Grabstein des Knechts Wenzel Heindl (1905-1991) am Friedhof zu Tirschenreuth an Allerseelen vom 2. November 2016. Die Worte „Wir kommen ins Heilige hinein noch auch“ teilte er Werner Fritsch am 8. Dezember 1988 bei der Weidener Uraufführung des Films Das sind die Gewitter in der Natur mit. Foto: Werner Fritsch

Werner Fritsch ist auch Soldat der Bundeswehr. Den Grundwehrdienst absolviert er in Bayreuth. Seine Eindrücke drückt der Sprengmeister in seiner Erzählung Steinbruch (1989) aus – dramatisch weitergeführt in seinem realistisch beeindruckenden Theaterstück Fleischwolf (1992). Ort der Handlung ist die „Nachtbar NATIONAL“ – „In der Nähe eines Truppenübungsplatzes am Goldenen Vorhang“. Der Metzger-Monolog Jenseits (2000) heißt die radikale und raue Prosa, die der Autor Werner Fritsch selbst „ein WEIDEN-Buch“ nennt. Angedeutete Figuren seines Theaterstücks Fleischwolf treten in der Bar NATIONAL auf. Der Zuhälter „Klostermeyer“ steht hier synonym für den ermordeten (realen) Nachtklub-Besitzer Walter Klankermeier. Bekannte Gestalten aus Wiesau, Grafenwöhr und dem KZ Flossenbürg agieren. „Kunstmaler Kopf“ malt „die Josefskirch“ für „eine Welt von eingebildeten Kühen in Weiden“.

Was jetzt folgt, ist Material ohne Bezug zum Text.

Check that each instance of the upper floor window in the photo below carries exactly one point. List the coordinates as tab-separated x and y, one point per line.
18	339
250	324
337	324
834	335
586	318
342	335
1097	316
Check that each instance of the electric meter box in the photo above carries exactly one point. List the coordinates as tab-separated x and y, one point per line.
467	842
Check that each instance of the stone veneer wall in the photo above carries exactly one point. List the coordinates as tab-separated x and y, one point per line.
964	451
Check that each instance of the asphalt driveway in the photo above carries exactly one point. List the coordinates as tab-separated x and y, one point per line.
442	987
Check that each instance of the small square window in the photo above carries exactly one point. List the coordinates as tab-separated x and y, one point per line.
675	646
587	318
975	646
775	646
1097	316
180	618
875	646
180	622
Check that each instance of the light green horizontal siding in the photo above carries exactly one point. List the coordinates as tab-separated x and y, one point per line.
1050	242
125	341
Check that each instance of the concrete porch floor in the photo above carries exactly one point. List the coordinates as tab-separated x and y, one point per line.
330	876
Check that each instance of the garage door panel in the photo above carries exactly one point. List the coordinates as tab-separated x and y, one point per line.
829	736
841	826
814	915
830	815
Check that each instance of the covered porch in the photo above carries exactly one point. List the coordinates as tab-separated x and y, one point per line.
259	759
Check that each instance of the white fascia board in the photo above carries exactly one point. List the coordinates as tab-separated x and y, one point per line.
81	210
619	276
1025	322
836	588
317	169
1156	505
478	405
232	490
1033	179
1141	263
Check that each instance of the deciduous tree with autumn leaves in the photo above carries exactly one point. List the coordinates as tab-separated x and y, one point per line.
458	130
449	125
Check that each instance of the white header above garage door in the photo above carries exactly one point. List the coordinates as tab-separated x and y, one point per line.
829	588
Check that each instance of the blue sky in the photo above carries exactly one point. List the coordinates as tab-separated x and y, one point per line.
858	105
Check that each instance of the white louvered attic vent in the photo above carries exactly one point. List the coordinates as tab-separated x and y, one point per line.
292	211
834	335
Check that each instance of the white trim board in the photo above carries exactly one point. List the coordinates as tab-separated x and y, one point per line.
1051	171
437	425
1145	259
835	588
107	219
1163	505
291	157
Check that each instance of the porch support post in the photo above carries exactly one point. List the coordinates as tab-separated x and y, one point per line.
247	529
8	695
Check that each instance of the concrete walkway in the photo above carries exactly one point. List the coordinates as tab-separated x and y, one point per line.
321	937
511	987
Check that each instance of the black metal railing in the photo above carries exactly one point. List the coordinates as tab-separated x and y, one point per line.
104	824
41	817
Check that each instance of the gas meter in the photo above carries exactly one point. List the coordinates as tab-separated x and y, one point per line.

Im Jahr 2000 erscheint wiederum ein (fast) klassisch anmutender Oberpfälzer Stoff, das Lustspiel Die lustigen Weiber von Wiesau, ein Auftragswerk für das Deutsche Theater in Berlin. Dort wird es am 30. Januar 2000 unter der Regie von Thomas Langhoff uraufgeführt. Werner Fritschs Lustige Weiber stammen aus Wiesau, also wieder einem Ort aus seiner näheren Oberpfälzer Heimat. Handlungsort ist also Deutschland, wo gerade der Zweite Weltkrieg zu Ende gegangen ist. Die Biographien dieser Ururenkelinnen der „Ford“ und „Page“ aus Shakespeares Die lustigen Weiber von Windsor sind hier exemplarisch für eine Zeit der Neuorientierung, für die Etablierung einer sich wieder formierenden Gesellschaft.

Werner Fritsch, der wechselweise in Berlin und auf der Oberpfälzer Hendelmühl (Landkreis Tirschenreuth) wohnt, ist zweifelsohne ein begnadeter „Grenzgänger zwischen den literarischen Genres und den technischen Medien“ (Die Zeit). In den letzten Jahren hat er seine literarische Produktion „im Resonanzraum der Stimmen und Klänge“ (Klaus Dermutz) – mit Hörspielen (Enigma Emmy Göring, zuletzt Bach), Hörbüchern und Filmen (Chroma Faust Passion, Ich wie ein Vogel) – ausgeweitet. Der fünfzigjährige erfolgreiche Suhrkamp-Schriftsteller und Dramatiker (Nico. Sphinx aus Eis, Chroma. Farbenlehre für Chamäleons) hat das seltene Glück, mit Frauen wie Corinna Harfouch, Käthe Reichel, Irm Hermann oder Jennifer Minetti zusammenzuarbeiten. Auch der Lehrtätigkeit hat Werner Fritsch sich gewidmet, so ist er mehrere Semester lang Gastprofessor für Dramatik/Neue Medien am Leipziger Literaturinstitut.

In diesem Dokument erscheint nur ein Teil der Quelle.